Titelthema: Breisach unter Beschuss – 1945
Ausgangspunkt ist das eindrucksvolle Titelbild: eine Aufnahme des U.S. Army Signal Corps, die Breisach im Februar 1945 im Feuer der „Rhineland Campaign“ zeigt. Ein umfangreicher Beitrag zeichnet nach, wie das Foto in der New York Times erschien, welche Rolle Breisach im Kampf um den Rhein spielte und welche Verwüstungen Stadt und Münster erlitten. Ergänzt wird dies durch einen historischen Überblick über das St.-Stephansmünster 1945 – von den Bombardierungen über die Rettung bedeutender Kunstwerke (Schongauer-Gemälde, Hochaltar, Reliquienschrein) bis hin zu den ersten Schritten des Wiederaufbaus. Im Mittelpunkt steht dabei Stadtpfarrer und Dekan Hugo Höfler, dessen Tagebuch und Predigt zum Stadtpatrozinium 1945 bewegende Zeugnisse einer leidgeprüften, aber hoffnungsvollen Gemeinde sind.
Neue Gesichter in St. Stephan
Gegenwart und Zukunft rücken mit der Vorstellung von Pfarrer Lukas Wehrle (Leiter der neuen Pfarrei St. Alban) und Kooperator Dr. Bruno Hünerfeld in den Blick. Ein Interview mit Hünerfeld sowie ein Bericht über den Einführungs-Gottesdienst im Oktober 2025 zeigen, wie sich die Seelsorge im Rahmen der diözesanen „Kirchenentwicklung 2030“ neu aufstellt – und welche besondere Rolle das Breisacher Münster als geistlicher Schwerpunktort behält. Die gewachsene ökumenische Zusammenarbeit mit der evangelischen Martin-Bucer-Gemeinde wird dabei ausdrücklich hervorgehoben.
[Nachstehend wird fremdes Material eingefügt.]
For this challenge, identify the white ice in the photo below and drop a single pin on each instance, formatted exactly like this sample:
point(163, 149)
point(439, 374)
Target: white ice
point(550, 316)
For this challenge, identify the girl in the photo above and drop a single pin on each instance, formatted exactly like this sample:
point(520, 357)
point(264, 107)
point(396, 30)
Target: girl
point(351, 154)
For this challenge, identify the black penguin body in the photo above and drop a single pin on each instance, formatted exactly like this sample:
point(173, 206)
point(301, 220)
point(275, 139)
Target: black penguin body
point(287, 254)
Licht, Raum und Sakrale Kunst – ein Blick nach vorn
Ein weiterer Schwerpunkt ist das geplante Licht-, Raum- und Führungskonzept für das Münster. Vorgestellt werden die Ideen zur neuen Beleuchtung, zur freieren Raumordnung im Mittelschiff und zu einem digitalen wie analogen Guide-System, das Besucherinnen und Besuchern die theologische Gesamtkomposition von Schongauers „Jüngstem Gericht“ bis zum Hochaltar neu erschließen soll. Das Konzept versteht das Münster als „Kirchort“ im pastoralen Raum – als Ort, an dem Liturgie, Kunst und Spiritualität in zeitgemäßer Form miteinander verbunden werden.
Geschichte, Erinnerung und aktuelle Projekte
Stadtarchivar i.R. Uwe Fahrer führt die Serie über die Grabdenkmäler im Münster fort und schlägt den Bogen von der Stadtgeschichte zu den Zeugnissen an Wänden und Böden der Kirche. Beiträge über das Stadtpatrozinium, die Heiligen Gervasius und Protasius, den Blumenteppich, die Täuferbewegung vor 500 Jahren sowie die Deportation der badischen Juden („Die sieben Züge“) verknüpfen lokale Erinnerungskultur mit europäischen Themen.
Berichte über Einbruchsversuche am Münster, die behutsame Restaurierung von Lettner und Sakramentshaus, den Gedenktag des Steinmetz- und Bildhauerhandwerks sowie aktuelle Förderzusagen für anstehende Maßnahmen zeigen, wie viel Engagement heute nötig ist, um das Bau- und Kunstdenkmal zu erhalten. Ein eigener Beitrag würdigt den Münsterbauverein Breisach e.V. als unverzichtbare Stütze dieses Einsatzes.
Musik und Abschied
Ein Ausblick auf die Hornkonzerte 2025/26 knüpft an eine inzwischen fest etablierte Konzertreihe zugunsten des Münsters an. Den persönlichen Schlusspunkt setzt ein Artikel zum Abschied von Pfarrer Werner Bauer, der für sein langjähriges Wirken mit der Verdienstmedaille der Stadt Breisach geehrt wurde, sowie sein eigenes Schlusswort an die Gemeinde.
Die 48-seitige Adventsausgabe 2025 von „unser Münster“ bietet damit eine dichte Mischung aus Zeitgeschichte, spiritueller Vertiefung, Bau- und Kunstfragen sowie aktuellen Einblicken in das kirchliche Leben in Breisach – ein Heft für alle, die sich dem Münster, der Stadt und ihrer Geschichte verbunden fühlen.